Sara Harkavy Senatore, Analyst
Got it. Very helpful. And then just a quick question on labor. It seems like it came in a little pressured this quarter. Appreciating that you spoke earlier about just lowering the server-to-table station ratio. Just want to know where we are with labor investments and how much has already been invested into labor year-to-date, especially with labor inflation being the primary driver of the higher labor cost this quarter?
Michael Spanos, CEO
I'll start with the server-to-table station ratio as we test it from 1:6 to 1:4. Just to be clear, we’re reallocating costs. I don’t see that as a major investment, just in terms of how your server assistant hours shift. We’ve also improved how we drive our labor tools and the Outback team has gotten really behind this in terms of flexing labor up when we have more guests in the restaurants and flexing down when demand is lower. We’re focusing on getting the right amount of staffing at the right times for our guests. You will see more use of tools to become more efficient with labor spending.
William Michael Healy, CFO
Just to share, overall labor inflation has been around 4%, which has been pretty consistent for nearly two years. We anticipate that to be our go-forward inflation rate at least through the end of this year.
Operator, Operator
The next question comes from Jared Lezynski with BMO Capital Markets.

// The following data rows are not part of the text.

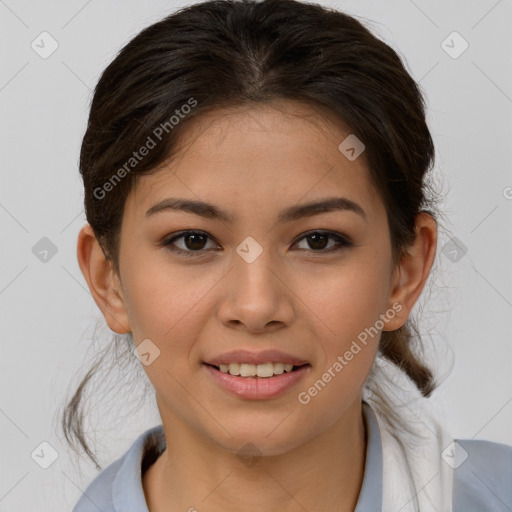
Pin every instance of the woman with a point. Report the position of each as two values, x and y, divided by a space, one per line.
259 228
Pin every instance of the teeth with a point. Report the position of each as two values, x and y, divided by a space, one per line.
253 370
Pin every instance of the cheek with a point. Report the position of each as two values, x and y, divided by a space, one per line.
347 300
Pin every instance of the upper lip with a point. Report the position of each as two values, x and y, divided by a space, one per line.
265 356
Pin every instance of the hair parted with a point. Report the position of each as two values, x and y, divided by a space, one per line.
233 53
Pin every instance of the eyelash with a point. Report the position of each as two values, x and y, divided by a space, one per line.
343 242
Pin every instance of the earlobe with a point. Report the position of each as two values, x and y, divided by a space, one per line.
413 270
101 279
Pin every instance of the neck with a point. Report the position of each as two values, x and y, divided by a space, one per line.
323 474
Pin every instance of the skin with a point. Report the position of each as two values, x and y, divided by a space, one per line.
307 301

Unidentified Analyst, Analyst
So you mentioned that the repair and maintenance survey was complete and are planning for 10 remodels in 2025. Could you provide any additional details on your survey findings and the scope of work needed to bring some of the older assets up to standard? And then any initial thoughts for the level of remodels we could potentially see in 2026?
Michael Spanos, CEO
We've done significant work on site quality and asset conditions. Broadly, we're not seeing site quality as a primary issue in the brand’s future direction. We have focused more on asset condition, which led to the launch of the repair and maintenance survey to ensure we have a good environment for our guests and Outbackers. It helped us prioritize tasks at each restaurant. We don’t anticipate significant increases in spend; it’s more about prioritization. In terms of remodels, we’ve identified three different types of scopes for the 10 remodels we are planning for this year. This will help us get returns on our investments and maintain a good guest experience.

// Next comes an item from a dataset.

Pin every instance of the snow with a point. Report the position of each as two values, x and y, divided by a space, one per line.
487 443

Unidentified Analyst, Analyst
And then in the last call, you discussed scrutinizing all expenses with an expected G&A expense of $215 million for the year. Has anything changed in that outlook? And how should we view these savings, and how much is expected to be structural as we head into 2026?
Michael Spanos, CEO
We don’t anticipate any change to that $215 million G&A number.
Operator, Operator
The next question comes from Teddy Farley with Goldman Sachs.

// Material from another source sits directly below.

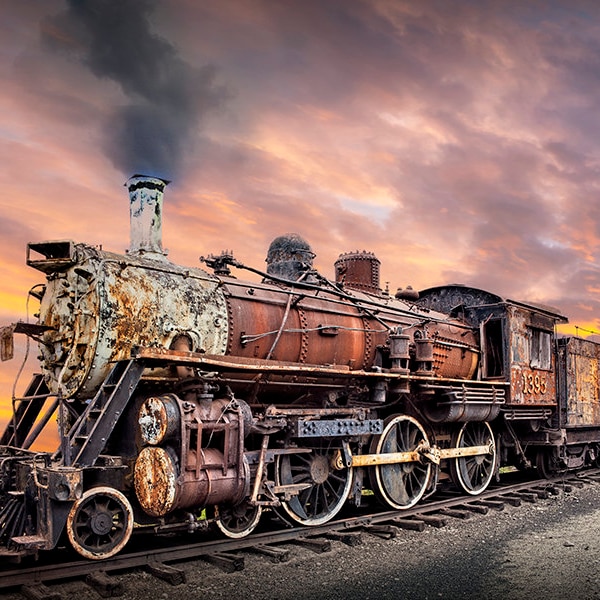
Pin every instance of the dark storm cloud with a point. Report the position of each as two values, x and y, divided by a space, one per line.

Unidentified Analyst, Analyst
I was curious if you could give some detail on how Outback is performing in various regions of the country. You previously mentioned some weakness across the South. Are you still seeing that, and what, if anything, you're doing to position the brand better in those markets?
Michael Spanos, CEO
No. In Q2, we didn’t see any outliers; the performance was consistent across all geographies.
Operator, Operator
This concludes our question-and-answer session. I would like to turn the conference back over to Mike Spanos for any closing remarks.
Michael Spanos, CEO
Thank you once again for your investment and support of Lumen Brands. I want to close by thanking our people for their passion, resilience, and commitment to excellence. Thank you.
Operator, Operator
The conference has now concluded. Thank you for attending today's presentation. You may now disconnect.